Wednesday, October 31, 2012

SARTAJ: CONTINGENCY

Perhaps a disclaimer is in order. I do not pretend to necessarily agree with the notion of attraction used in the context of cell biology. However, the metaphor used by Waddington does seem to be of use in this question of contingency to account for the ever-prevailing theme in this war of life: variety.


Written for Philosophy of Biology (PHIL565 at the University of Calgary)
Professor: Marc Ereshefsky <http://people.ucalgary.ca/~ereshefs/>



     Beatty discusses and attempts to reconcile two views of contingency in historicity in evolutionary biology generated by Gould, namely its unpredictability and causal-dependent structures. What Beatty seeks to do is reconcile these structures by claiming that they are complementary to one another and will give us a complete picture of historical contingency when applied to natural selection. I will assess the unpredictability structure of contingency and why, counter to at least Gould’s ignorance on the matter with respect to random drift, that unpredictability does represent a stochastic effect, and evolutionary outcomes are part of an historical network where gene frequencies can be used as a marker for assessing multiple pathways of evolution.

     Contingency is the notion that an event X may lead to event Y in an arrow of time, but that the event Y is not certain to occur. In the unpredictability case, Gould presents a thought experiment about a “tape of life”, where replaying such a tape could actually lead to novel evolutionary pathways as opposed to replaying it in the precisely same sequence leading up to the same structures (2). This view of contingency shares parallels to two concepts. Namely, Waddington’s epigenetic landscape (3) and the arrow of time (4). The epigenetic landscape is compared to a marble rolling down the hill, where, despite dropping the marble from the same starting position in each instance, it will actually take on a new path to reach the basin of the landscape. Once the marble is in motion, time represents an arrow – a direction – in which evolution will direct itself. Instances of Newtonian physics would actually tell us that the process of such a marble rolling down the hill is quite deterministic, that an equation of force would generate a distinct result for what path the object would take once in motion. However, although it is clearly seen that new paths will be generated, the result is still the same based on the initial condition: a timely attraction to the bottom of the landscape.

     The tape of life also experiences such an end, at the bottom of the basin where it can continue to play no longer. Keeping this in mind, I move onto Travisano et al.’s microevolutionary experiment. Focusing on random drift as a marker, we see that the experiment actually generates profiles of gene frequencies acquiring independent and distinct stable-states after x generations (x > 0) from a single initial condition (genetic homogeneity). Stochastic processes comes into play at the level of resolution of a concert of genes, where a series of experiments in parallel actually shows those factors such as mutation and the frequency of change for mutations  lead to divergence. There are two intriguing effects of this divergence: (i) homogenous genotypes and experimental conditions can lead a living system to novelty even within the same system (genetically identical E. coli, in this instance) and (ii) genes as bodies in motion do not conform to fixed net results during evolution at the level of point mutations.
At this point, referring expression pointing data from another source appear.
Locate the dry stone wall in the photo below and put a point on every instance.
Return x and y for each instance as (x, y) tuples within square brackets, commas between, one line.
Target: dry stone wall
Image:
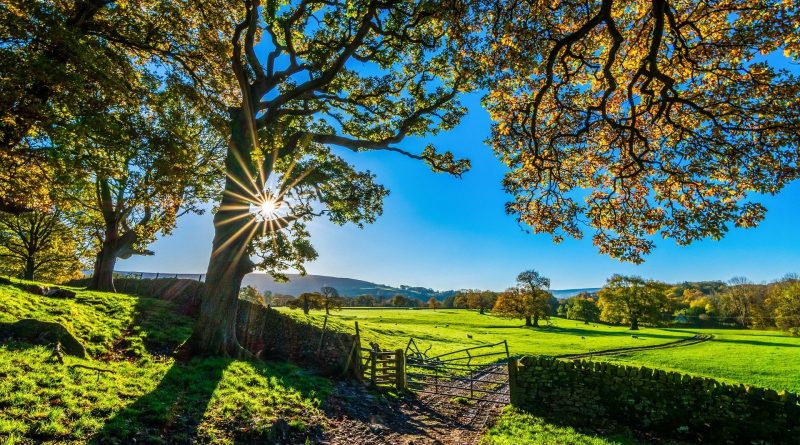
[(672, 405)]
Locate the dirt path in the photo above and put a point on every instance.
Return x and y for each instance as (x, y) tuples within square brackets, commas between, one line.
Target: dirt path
[(362, 417), (697, 338)]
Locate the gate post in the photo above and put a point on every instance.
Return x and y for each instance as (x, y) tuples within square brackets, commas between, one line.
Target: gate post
[(400, 369), (513, 389), (373, 365)]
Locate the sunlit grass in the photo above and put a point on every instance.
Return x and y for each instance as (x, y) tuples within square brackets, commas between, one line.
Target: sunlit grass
[(145, 398), (769, 359), (448, 329)]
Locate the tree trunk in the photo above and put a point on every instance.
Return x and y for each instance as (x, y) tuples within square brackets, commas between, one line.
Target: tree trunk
[(103, 276), (30, 268), (215, 330)]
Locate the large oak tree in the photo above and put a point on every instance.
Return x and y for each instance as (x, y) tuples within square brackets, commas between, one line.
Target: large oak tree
[(635, 119), (315, 75), (136, 170), (632, 300)]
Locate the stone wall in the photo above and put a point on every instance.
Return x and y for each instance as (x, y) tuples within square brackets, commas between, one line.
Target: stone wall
[(672, 405), (273, 335)]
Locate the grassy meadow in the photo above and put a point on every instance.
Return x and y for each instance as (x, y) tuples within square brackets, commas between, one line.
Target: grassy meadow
[(147, 397), (444, 330), (150, 397), (762, 358), (769, 359)]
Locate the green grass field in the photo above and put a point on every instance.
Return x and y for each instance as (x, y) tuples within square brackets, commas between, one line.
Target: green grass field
[(446, 330), (150, 397), (762, 358), (147, 396), (769, 359)]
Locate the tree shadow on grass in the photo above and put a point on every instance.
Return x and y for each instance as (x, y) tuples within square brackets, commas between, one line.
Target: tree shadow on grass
[(171, 412), (758, 343), (643, 333), (174, 411)]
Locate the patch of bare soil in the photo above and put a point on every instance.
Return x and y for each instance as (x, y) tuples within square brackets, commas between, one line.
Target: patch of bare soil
[(359, 415)]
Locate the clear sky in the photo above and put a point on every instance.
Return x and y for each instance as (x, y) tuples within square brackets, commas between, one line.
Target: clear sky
[(446, 233)]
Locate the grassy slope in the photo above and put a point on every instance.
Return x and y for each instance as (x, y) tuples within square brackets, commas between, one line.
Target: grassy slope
[(147, 395), (517, 427), (762, 358), (446, 330)]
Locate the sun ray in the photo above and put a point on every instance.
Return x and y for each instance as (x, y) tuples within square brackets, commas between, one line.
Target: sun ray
[(297, 180), (244, 187), (233, 237)]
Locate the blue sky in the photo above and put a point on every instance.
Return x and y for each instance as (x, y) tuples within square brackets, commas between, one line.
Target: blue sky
[(447, 233)]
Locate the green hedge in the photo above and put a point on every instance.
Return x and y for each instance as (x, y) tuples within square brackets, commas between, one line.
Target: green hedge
[(670, 404)]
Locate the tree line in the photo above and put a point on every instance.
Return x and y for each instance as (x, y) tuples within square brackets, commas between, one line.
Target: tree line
[(737, 303), (121, 117)]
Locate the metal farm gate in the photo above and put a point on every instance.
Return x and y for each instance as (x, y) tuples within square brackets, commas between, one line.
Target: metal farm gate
[(478, 373)]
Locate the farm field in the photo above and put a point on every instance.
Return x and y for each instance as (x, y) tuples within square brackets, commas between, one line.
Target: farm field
[(146, 392), (769, 359), (444, 330), (762, 358)]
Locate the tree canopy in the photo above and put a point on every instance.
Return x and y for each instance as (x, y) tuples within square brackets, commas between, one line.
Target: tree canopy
[(644, 118), (41, 246), (62, 59), (631, 300)]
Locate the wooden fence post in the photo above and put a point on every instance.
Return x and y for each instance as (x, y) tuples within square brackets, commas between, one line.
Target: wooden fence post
[(513, 388), (400, 369), (373, 365)]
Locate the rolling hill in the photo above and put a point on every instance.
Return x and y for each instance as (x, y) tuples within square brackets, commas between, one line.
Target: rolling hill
[(347, 287)]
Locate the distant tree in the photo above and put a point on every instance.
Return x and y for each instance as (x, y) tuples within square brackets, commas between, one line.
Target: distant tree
[(41, 246), (535, 285), (307, 301), (251, 294), (281, 300), (330, 299), (643, 119), (399, 301), (787, 307), (742, 300), (460, 300), (583, 309), (514, 303), (365, 301), (480, 300), (142, 168), (631, 300)]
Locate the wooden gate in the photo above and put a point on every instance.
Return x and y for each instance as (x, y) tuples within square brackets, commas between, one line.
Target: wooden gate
[(384, 368), (478, 373)]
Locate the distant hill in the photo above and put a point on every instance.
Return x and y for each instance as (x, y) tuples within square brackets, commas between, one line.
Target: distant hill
[(347, 287), (566, 293), (350, 287)]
     Although I do concede that multiple stable states could actually mean that the dynamics are the “same” in the Newtonian sense, what is actually seen is that individual members of a genetically identical population will definitely exhibit signs of non-genetic and phenotypic heterogeneity (1). As Beatty does point out, this is clearly by definition a sign of stochasticity in nature. However, I will take it a stretch further to say that historical constraints impose themselves on the epigenetic landscape in the movement of time by physically creating restrictions on which “direction” a structure can actually find its niche in and ultimately carve out a novel lineage. Clearly, using the marble metaphor, the marble will not move back up the hill – however, it can go “backwards” in time if we consider contingency as a type of enablement for all possible structures (although, not worlds). This gives us evidence for why vestigial structures may re-appear in nature, called atavism, even though these structures may be considered “obsolete” or entirely primitive in the past. By saying that a marble can go backwards in time is not to say it will actually move backwards in a predestined sequence, only that the stochastic processes which weigh into evolution go above the level of resolution of the gene by carving out a distinct set of behaviours for that marble in each experiment. As was pointed out earlier, the bottom of the hill is still the ultimate resting point for all life (death), although this perspective sought to address how stochasticity can actually manifest itself independent of genes.


 REFERENCES
1. Huang, S. (2011) “Systems biology of stem cells: three useful perspectives to help
overcome the paradigm of linear pathways,” Philosophical Transactions of the Royal
Society B, 366, 2247-2259.

2. Beatty, J. (2006) “Replaying Life’s Tape,” The Journal of Philosophy, 103, 336-362.

3. Goldberg, DA., Allis, CD., Bernstein, E. (2007) “Epigenetics: A Landscape Takes
Shape,” Cell, 128, 635-638.

4. Wang, J., Xu, L., Huang, S. (2010) “The potential landscape of genetic circuits imposes
the arrow of time in stem cell differentiation,” Biophysical Society, 99(1), 29-39.